Geçmişten gelen potansiyel ve strateji dengesinin oluşturulamamasından kaynaklanan diplomatik yetersizliğini veya silik diplomasızlığını ortadan kaldırarak Ortadoğu başta Kuzey Afrika, Balkanlar ve Kafkas’lar da Türkiye’siz bir denge politikası izlenemeyeceğini, masaya oturulamayacağını   dosta düşmana ilan etmiş durumda.

Dün olduğu gibi bugün de koşul değiştirme kabiliyetine sahip güçler; büyük ve küresel devletlerdir.

İkinci dünya savaşından önce denge değiştirebilme potansiyeline sahip ülkeler başta İngiltere olmak üzere Fransa iken ikinci dünya savaşı sonrası İngiltere’nin yerini gerek Ortadoğu veya  Uzak Doğu gerekse Atlantik ve Pasifik  ölçekte ABD alırken, bu gün ABD ile beraber Rusya ve yeni bir aktör olarak Türkiye bu küresel potansiyele sahip olma adayıdır.

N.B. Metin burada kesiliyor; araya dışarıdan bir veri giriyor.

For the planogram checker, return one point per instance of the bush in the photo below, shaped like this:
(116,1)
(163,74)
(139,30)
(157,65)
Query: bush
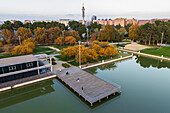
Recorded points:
(65,65)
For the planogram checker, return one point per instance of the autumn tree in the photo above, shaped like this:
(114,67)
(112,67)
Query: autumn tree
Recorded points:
(40,35)
(134,32)
(93,37)
(96,47)
(53,33)
(23,33)
(69,52)
(70,40)
(59,41)
(74,34)
(8,36)
(92,54)
(106,33)
(111,50)
(22,50)
(8,48)
(102,52)
(122,32)
(30,42)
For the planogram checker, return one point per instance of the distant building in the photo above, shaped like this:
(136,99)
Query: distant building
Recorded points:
(15,68)
(106,22)
(64,21)
(29,21)
(46,20)
(142,22)
(94,18)
(12,21)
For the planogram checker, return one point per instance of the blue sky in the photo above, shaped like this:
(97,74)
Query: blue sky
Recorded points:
(55,9)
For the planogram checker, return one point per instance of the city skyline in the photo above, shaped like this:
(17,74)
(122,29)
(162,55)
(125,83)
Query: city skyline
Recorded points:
(72,9)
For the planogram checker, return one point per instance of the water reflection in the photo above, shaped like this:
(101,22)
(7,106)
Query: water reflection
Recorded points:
(147,62)
(22,94)
(110,66)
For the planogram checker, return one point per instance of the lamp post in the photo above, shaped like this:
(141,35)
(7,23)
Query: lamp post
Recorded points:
(19,40)
(79,54)
(162,38)
(63,36)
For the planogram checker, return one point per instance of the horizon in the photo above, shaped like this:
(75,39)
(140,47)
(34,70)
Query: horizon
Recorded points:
(57,9)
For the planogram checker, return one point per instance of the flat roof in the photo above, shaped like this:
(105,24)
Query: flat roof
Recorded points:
(17,60)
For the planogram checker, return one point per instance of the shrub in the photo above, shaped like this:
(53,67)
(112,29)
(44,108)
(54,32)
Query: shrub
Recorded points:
(65,65)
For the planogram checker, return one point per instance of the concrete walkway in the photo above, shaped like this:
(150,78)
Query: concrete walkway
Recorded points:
(136,47)
(144,54)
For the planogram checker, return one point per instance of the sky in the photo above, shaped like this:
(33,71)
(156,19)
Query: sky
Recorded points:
(71,9)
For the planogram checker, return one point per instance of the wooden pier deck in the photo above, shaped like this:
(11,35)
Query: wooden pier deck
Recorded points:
(94,88)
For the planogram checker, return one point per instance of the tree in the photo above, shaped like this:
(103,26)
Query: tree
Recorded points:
(24,33)
(92,54)
(81,28)
(18,24)
(96,48)
(22,50)
(30,42)
(53,33)
(1,44)
(8,36)
(40,35)
(7,25)
(59,41)
(70,40)
(111,50)
(74,34)
(93,37)
(8,48)
(122,32)
(102,52)
(133,32)
(94,27)
(84,54)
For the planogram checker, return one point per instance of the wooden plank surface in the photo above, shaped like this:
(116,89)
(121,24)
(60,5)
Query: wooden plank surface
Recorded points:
(94,88)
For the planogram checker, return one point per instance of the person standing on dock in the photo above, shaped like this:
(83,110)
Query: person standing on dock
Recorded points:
(82,89)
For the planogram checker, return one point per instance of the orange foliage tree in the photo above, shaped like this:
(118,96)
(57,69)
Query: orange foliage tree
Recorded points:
(53,33)
(40,35)
(8,36)
(70,40)
(24,33)
(22,50)
(59,41)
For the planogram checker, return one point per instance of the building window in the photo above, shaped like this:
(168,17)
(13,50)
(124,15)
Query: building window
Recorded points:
(29,65)
(12,68)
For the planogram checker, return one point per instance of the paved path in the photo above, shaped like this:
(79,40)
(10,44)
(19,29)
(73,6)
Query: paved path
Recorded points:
(136,47)
(53,48)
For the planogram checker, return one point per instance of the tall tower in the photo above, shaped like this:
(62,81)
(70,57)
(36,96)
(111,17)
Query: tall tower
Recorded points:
(83,14)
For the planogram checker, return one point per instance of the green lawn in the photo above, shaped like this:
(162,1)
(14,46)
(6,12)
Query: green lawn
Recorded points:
(165,51)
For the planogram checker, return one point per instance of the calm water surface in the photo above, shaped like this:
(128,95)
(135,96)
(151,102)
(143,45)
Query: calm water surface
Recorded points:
(145,84)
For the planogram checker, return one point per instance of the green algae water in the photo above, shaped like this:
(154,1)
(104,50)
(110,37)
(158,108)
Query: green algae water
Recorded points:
(145,84)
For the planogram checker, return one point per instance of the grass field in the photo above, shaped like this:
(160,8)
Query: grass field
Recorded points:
(165,51)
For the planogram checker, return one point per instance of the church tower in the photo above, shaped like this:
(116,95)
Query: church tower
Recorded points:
(83,14)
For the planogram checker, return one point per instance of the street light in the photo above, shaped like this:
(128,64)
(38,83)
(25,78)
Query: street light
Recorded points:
(79,54)
(19,40)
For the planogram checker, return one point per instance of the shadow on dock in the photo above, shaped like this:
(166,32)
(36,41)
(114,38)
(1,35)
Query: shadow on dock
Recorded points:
(21,94)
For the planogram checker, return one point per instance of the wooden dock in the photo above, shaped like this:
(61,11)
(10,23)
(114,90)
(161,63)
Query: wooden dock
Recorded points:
(144,54)
(94,88)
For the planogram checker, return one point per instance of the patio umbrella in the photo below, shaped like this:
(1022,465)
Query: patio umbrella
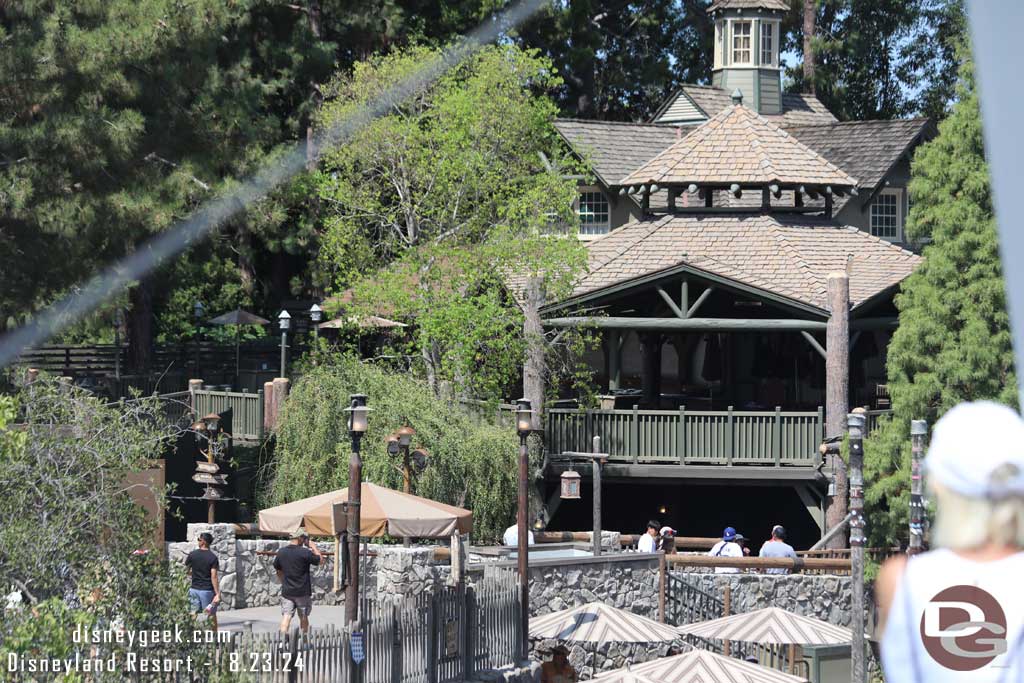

Bunu nereden biliyoruz. Suriye ölçeğinde gerek DEAŞ gerekse PYD/PKK terör guruplarına vurduğu büyük darbeler gerekse Libya periferinde kaybetmekte olan Ulusal Mutabakat Hükümetine verdiği lojistik ve silah desteğiyle gayrimeşru darbeci General Hafter’i sahadan silen potansiyeliyle gerekse Doğu Akdeniz’de deniz yetki alanlarına sahip çıkarak ve Libya hükümetiyle imzaladığı deniz yetki alanları sözleşmesi ve bunun BM de tescil edilmesiyle kanıtlamıştır.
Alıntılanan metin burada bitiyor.